I read about the Eternal Recurrence, thanks to a post from Gr36. I would be ok with the idea of reliving my life as is. Over and over again.

Thanks to this superb article about Fediverse from Glenn Fleishman for Tidbits, I learned that we could follow anyone on Mastodon using an RSS feed, which we could do with Twitter. I’ll be able to re-add accounts to Inoreader to get news in one place, just as I was doing when I was on Twitter. Cool.

All this because I was searching for ideas to write a few linkposts. I wrote none except this post, but I learned quite a lot. I updated my Digital Garden accordingly.

As reported by Om Malik, automation is the next evolution step for fast food chains. Should I care?

Am I missing anything? I think so, and this is where Rewind could help me a lot.

What about your morning?

On AI & Content Creators — So many Questions — So Few Answers

Should I care if my content is used to train AI models? How is it different than someone who uses part of my content in a citation to write a linkpost, for example? Is it ok for a portion of my content to be used elsewhere as opposed to the full content? Should I be able to opt out of any AI training, just like we can opt out of search engines when posting content online?

On Slowing Down AI To Stay in Control

I had a discussion about AI yesterday with my wife. She came back from a two-day conference in Toronto. One of the sessions was about the place of AI in society and how it is time to engage in promoting and organizing some AI regulations.

The more I read and learn about AI capabilities as exposed in tools like ChatGPT, the more I think we will eventually need some regulation. For example, one thing we discussed (and on which we couldn’t agree) is the introduction of a delay in AI training. What I’d like to see is that AI companies are imposed a 2 or 3 years delay for their model training. And why would this be necessary? How would it change the game?

Remember that current training is lagging simply because we lack the processing power to digest all the digital information produced daily. But, eventually, it will come, just like Google replaced Yahoo when index content was initially entered manually by a group of people and then by a community. Sooner or later, ChatGPT or similar tools will digest the web in near real-time. And this is where this is going to be even more scary and could really get out of control.

Imposing delay on models training would help public knowledge and content to settle down and let consensus emerge in any research field, for example. Short-term noise would be reduced. In my opinion, it would be more challenging for ChatGPT to be infected by bad actors who will eventually try to influence results with toxic data.

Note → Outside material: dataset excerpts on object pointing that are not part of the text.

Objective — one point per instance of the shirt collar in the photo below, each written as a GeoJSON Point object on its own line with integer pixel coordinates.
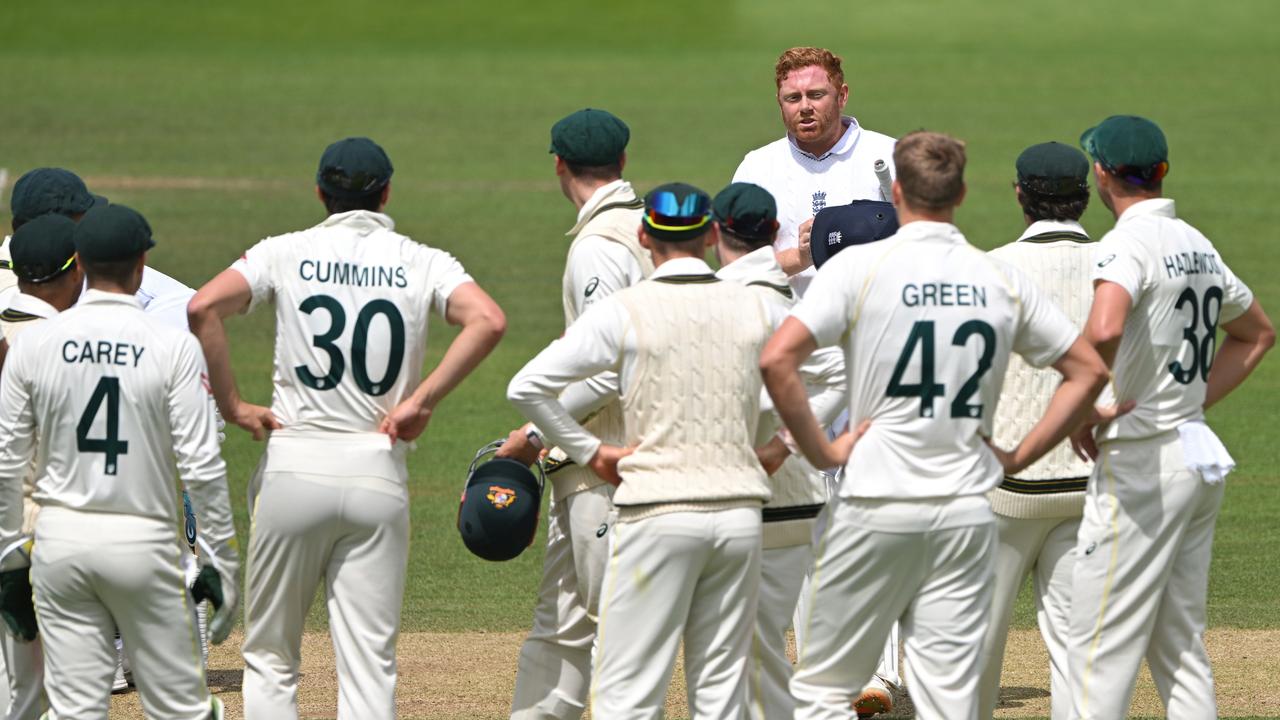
{"type": "Point", "coordinates": [32, 305]}
{"type": "Point", "coordinates": [1162, 206]}
{"type": "Point", "coordinates": [931, 231]}
{"type": "Point", "coordinates": [1041, 227]}
{"type": "Point", "coordinates": [361, 220]}
{"type": "Point", "coordinates": [758, 265]}
{"type": "Point", "coordinates": [100, 297]}
{"type": "Point", "coordinates": [844, 146]}
{"type": "Point", "coordinates": [618, 190]}
{"type": "Point", "coordinates": [681, 267]}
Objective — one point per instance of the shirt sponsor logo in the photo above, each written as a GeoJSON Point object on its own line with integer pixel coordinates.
{"type": "Point", "coordinates": [819, 201]}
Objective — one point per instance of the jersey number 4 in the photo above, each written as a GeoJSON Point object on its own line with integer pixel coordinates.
{"type": "Point", "coordinates": [922, 335]}
{"type": "Point", "coordinates": [108, 391]}
{"type": "Point", "coordinates": [325, 341]}
{"type": "Point", "coordinates": [1202, 346]}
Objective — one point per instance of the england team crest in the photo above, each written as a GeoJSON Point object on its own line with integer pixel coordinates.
{"type": "Point", "coordinates": [501, 497]}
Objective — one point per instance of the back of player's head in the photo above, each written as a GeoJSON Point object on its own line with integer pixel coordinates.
{"type": "Point", "coordinates": [1130, 149]}
{"type": "Point", "coordinates": [746, 214]}
{"type": "Point", "coordinates": [929, 169]}
{"type": "Point", "coordinates": [1054, 180]}
{"type": "Point", "coordinates": [799, 58]}
{"type": "Point", "coordinates": [592, 144]}
{"type": "Point", "coordinates": [352, 174]}
{"type": "Point", "coordinates": [50, 190]}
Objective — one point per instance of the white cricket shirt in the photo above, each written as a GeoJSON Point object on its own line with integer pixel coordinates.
{"type": "Point", "coordinates": [108, 397]}
{"type": "Point", "coordinates": [803, 183]}
{"type": "Point", "coordinates": [1182, 290]}
{"type": "Point", "coordinates": [352, 300]}
{"type": "Point", "coordinates": [927, 323]}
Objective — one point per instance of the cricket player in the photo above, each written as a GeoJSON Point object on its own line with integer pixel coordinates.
{"type": "Point", "coordinates": [685, 541]}
{"type": "Point", "coordinates": [1038, 510]}
{"type": "Point", "coordinates": [99, 393]}
{"type": "Point", "coordinates": [927, 323]}
{"type": "Point", "coordinates": [1160, 294]}
{"type": "Point", "coordinates": [330, 497]}
{"type": "Point", "coordinates": [42, 259]}
{"type": "Point", "coordinates": [554, 669]}
{"type": "Point", "coordinates": [746, 218]}
{"type": "Point", "coordinates": [826, 158]}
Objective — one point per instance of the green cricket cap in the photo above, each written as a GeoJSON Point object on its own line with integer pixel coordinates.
{"type": "Point", "coordinates": [42, 249]}
{"type": "Point", "coordinates": [676, 212]}
{"type": "Point", "coordinates": [590, 137]}
{"type": "Point", "coordinates": [1129, 146]}
{"type": "Point", "coordinates": [113, 232]}
{"type": "Point", "coordinates": [1054, 168]}
{"type": "Point", "coordinates": [353, 168]}
{"type": "Point", "coordinates": [50, 190]}
{"type": "Point", "coordinates": [746, 210]}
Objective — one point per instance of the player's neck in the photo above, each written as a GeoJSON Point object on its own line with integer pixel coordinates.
{"type": "Point", "coordinates": [580, 191]}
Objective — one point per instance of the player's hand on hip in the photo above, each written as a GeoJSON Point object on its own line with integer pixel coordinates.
{"type": "Point", "coordinates": [604, 463]}
{"type": "Point", "coordinates": [805, 233]}
{"type": "Point", "coordinates": [519, 449]}
{"type": "Point", "coordinates": [256, 419]}
{"type": "Point", "coordinates": [772, 455]}
{"type": "Point", "coordinates": [842, 446]}
{"type": "Point", "coordinates": [406, 422]}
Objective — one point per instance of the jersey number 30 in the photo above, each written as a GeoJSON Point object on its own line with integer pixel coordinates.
{"type": "Point", "coordinates": [359, 345]}
{"type": "Point", "coordinates": [922, 335]}
{"type": "Point", "coordinates": [108, 391]}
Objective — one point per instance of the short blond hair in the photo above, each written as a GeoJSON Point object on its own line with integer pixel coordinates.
{"type": "Point", "coordinates": [798, 58]}
{"type": "Point", "coordinates": [929, 169]}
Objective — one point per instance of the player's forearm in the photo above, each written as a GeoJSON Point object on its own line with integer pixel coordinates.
{"type": "Point", "coordinates": [1233, 363]}
{"type": "Point", "coordinates": [467, 350]}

My wife and I couldn’t agree on the effectiveness of this simple measure. She thinks that it would make ChatGPT useless or less relevant. My take goes the opposite side where, like in real life, things like encyclopedias are still helpful even though they were written and got frozen as soon as they were printed. So there is a need for them, like there is a need for more dynamic knowledge content like Wikipedia.

More than ever, we need to define what makes us unique, how we protect how uniqueness and consider slowing things down a bit, so we can have more time to understand what is going on and where things could go if we let things go without proper framing.